43 — Tests are systems; TDD from day one

Concept node: see the DAG and glossary entry 43.

PLAN, ANALYZE, DESIGN, BUILD, TEST, IMPROVE — tests are part of the same loop, written first

A test reads the world’s state and asserts that some property holds. A system reads the world’s state and writes a derived result. The two are structurally the same.

This is not a slogan. It is the structural fact that lets every other discipline in the book apply to tests without translation.

A test fixture is the world at some tick. A test is a system whose write-set is empty, or whose write-set is a small “report” table. A test runner is the same scheduler that runs the simulator, executing the test’s read-set against the world.

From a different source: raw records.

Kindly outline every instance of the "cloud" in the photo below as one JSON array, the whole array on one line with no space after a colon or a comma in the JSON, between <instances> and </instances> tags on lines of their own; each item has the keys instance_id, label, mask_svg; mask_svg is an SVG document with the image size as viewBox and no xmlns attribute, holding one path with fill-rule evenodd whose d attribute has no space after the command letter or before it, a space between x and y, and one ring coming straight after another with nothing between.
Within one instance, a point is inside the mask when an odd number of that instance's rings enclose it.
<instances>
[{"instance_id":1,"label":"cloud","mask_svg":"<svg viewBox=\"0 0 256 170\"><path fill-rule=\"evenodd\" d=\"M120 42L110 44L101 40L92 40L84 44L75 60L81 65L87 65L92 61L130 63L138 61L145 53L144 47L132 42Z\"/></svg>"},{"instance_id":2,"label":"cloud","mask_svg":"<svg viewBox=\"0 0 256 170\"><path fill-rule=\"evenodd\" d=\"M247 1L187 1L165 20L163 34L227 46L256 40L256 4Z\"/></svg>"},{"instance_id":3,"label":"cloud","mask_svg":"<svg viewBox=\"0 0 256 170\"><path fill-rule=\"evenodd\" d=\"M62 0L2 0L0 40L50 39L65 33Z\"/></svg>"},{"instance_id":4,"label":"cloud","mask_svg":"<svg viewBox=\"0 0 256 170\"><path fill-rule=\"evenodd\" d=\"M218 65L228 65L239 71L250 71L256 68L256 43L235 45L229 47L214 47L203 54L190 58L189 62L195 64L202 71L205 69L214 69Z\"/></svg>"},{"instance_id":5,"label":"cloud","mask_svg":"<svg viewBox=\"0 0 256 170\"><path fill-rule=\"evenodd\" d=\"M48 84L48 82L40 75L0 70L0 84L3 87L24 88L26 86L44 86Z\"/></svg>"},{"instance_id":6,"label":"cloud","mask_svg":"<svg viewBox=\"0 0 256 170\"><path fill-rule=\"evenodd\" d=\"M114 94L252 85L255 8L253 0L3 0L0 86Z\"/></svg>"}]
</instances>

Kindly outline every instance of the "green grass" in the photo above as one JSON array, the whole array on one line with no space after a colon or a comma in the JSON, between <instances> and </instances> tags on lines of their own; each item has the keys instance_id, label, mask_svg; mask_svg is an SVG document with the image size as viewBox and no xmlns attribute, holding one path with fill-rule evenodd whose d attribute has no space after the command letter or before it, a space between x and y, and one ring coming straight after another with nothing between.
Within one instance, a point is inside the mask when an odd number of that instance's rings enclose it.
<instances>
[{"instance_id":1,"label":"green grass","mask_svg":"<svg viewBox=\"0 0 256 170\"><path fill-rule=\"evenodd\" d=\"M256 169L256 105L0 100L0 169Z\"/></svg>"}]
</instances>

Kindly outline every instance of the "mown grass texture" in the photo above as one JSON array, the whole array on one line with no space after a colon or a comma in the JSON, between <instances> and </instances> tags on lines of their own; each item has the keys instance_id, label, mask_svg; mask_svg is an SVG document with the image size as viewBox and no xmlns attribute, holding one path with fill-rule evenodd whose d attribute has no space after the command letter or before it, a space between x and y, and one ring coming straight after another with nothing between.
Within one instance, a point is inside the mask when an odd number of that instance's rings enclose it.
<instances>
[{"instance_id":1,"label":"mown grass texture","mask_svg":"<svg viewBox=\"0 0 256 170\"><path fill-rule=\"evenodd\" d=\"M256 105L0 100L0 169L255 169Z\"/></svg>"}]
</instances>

def no_creature_moves_too_far(
    pos_x_before: np.ndarray, pos_y_before: np.ndarray,
    pos_x_after: np.ndarray,  pos_y_after: np.ndarray,
    max_step: float,
) -> np.ndarray:
    """Returns indices of creatures whose move exceeded max_step.
    Read-set: the four position arrays, max_step.
    Write-set: empty (returns a report)."""
    dx = pos_x_after - pos_x_before
    dy = pos_y_after - pos_y_before
    dist_sq = dx * dx + dy * dy
    return np.where(dist_sq > max_step * max_step)[0]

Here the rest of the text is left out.